Half Field Offense in Robocup 2D Soccer
MIT License
231 stars 93 forks source link

Data re SARSA weights? #43

Open drallensmith opened 6 years ago

drallensmith commented 6 years ago

Is there any information available about the SARSA weights discussed in the main HFO paper? I'm not necessarily asking if the weights themselves are available, but more any statistical information that would help determine the degree to which HFO is a "fractured" learning domain. (I'm pretty certain it is to some degree, given that keepaway soccer is known to be one, but would like confirmation.)

mhauskn commented 6 years ago

The SARSA experiments were run by collaborators so unfortunately I don't have any the information about the weights of SARSA or even the original weights.

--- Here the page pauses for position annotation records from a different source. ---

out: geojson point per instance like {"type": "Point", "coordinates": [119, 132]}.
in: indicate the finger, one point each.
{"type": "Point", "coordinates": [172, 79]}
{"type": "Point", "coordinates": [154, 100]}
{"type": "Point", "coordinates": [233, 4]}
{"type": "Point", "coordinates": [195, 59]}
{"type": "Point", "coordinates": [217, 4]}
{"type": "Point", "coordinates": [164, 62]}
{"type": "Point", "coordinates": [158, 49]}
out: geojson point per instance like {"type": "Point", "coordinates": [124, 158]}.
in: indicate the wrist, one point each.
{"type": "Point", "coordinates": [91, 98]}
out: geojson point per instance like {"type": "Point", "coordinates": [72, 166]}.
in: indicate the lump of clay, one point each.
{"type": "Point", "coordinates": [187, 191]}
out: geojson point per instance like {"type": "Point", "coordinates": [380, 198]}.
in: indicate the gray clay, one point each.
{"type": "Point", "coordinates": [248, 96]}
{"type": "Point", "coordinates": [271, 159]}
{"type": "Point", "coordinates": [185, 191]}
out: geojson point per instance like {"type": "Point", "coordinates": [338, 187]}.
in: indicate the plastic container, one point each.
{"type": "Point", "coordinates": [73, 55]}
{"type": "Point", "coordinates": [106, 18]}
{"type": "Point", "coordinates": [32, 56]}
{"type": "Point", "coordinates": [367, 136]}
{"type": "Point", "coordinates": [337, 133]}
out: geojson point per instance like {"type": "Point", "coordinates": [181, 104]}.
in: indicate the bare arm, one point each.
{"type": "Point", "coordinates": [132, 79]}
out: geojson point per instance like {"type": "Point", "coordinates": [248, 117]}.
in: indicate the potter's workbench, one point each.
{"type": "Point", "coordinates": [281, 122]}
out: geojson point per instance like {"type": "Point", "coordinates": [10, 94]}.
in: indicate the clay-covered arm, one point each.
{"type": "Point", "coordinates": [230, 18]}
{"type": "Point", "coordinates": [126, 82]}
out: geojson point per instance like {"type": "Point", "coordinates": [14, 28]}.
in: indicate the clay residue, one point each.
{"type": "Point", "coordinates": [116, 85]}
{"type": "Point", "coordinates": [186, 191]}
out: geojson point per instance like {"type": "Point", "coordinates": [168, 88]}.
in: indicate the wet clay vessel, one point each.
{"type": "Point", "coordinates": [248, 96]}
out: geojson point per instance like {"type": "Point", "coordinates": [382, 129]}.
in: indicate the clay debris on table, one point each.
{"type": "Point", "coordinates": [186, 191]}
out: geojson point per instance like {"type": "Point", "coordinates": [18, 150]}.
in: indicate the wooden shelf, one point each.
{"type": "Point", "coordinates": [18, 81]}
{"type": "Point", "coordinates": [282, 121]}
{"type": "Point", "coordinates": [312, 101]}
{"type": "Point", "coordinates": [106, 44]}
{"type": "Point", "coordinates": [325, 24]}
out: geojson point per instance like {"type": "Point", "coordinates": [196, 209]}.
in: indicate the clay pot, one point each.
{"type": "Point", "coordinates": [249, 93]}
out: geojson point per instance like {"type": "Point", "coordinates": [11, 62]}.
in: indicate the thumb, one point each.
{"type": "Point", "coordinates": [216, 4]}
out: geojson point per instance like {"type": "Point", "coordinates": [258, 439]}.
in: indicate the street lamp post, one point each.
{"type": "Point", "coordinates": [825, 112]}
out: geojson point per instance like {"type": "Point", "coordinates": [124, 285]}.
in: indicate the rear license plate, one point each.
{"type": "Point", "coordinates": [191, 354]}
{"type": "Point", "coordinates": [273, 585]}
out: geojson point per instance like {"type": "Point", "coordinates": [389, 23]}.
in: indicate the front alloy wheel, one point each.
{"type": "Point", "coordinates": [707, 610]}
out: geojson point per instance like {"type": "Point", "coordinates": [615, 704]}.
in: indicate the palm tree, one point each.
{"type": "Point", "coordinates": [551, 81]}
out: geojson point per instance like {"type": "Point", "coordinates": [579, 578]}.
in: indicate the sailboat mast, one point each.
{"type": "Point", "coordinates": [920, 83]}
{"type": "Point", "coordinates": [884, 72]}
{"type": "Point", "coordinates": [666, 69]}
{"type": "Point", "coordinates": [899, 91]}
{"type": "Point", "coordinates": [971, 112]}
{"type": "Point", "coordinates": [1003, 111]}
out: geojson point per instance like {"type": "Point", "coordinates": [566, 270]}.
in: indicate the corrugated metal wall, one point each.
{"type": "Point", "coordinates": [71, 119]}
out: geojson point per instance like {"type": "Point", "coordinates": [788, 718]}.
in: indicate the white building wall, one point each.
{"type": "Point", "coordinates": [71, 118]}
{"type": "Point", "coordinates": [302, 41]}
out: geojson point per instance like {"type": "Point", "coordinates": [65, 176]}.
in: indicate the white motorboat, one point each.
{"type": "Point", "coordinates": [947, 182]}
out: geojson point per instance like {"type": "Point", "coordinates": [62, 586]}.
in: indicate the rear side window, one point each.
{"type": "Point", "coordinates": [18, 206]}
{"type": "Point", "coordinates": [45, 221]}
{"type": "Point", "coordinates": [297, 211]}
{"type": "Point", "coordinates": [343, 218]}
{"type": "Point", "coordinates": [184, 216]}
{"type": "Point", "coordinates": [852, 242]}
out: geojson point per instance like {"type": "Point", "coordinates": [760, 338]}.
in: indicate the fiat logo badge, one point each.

However, the code is included in the examples so perhaps you could re-train your own.

Are you referring to fractured domain in the sense of different states requiring different actions?

drallensmith commented 6 years ago

Very close-together states requiring significantly different actions; the sort of thing that multi-modular-NEAT and RBF-NEAT are meant to help handle.

mhauskn commented 6 years ago

I think that it will depend on the HFO scenario. In a 1v0 with low level states & actions, I personally think similar states will have similar actions. However, with more players I think it's possible to have a much more fractured decision space.

drallensmith commented 6 years ago

I agree, although of course it depends on what one considers "similar" (only "kickable" gives a much different result between a ball just within kickable distance vs just outside, for instance). (I found an interesting student paper that found that with keepaway - HyperNEAT doing better with minimal numbers of players, but NEAT doing better than HyperNEAT with more players involved.)

One reason I'm interested in using high-level actions to start, however, despite that they almost certainly introduce more fractures in the space, is for a fair match vs random as a feasible-infeasible test.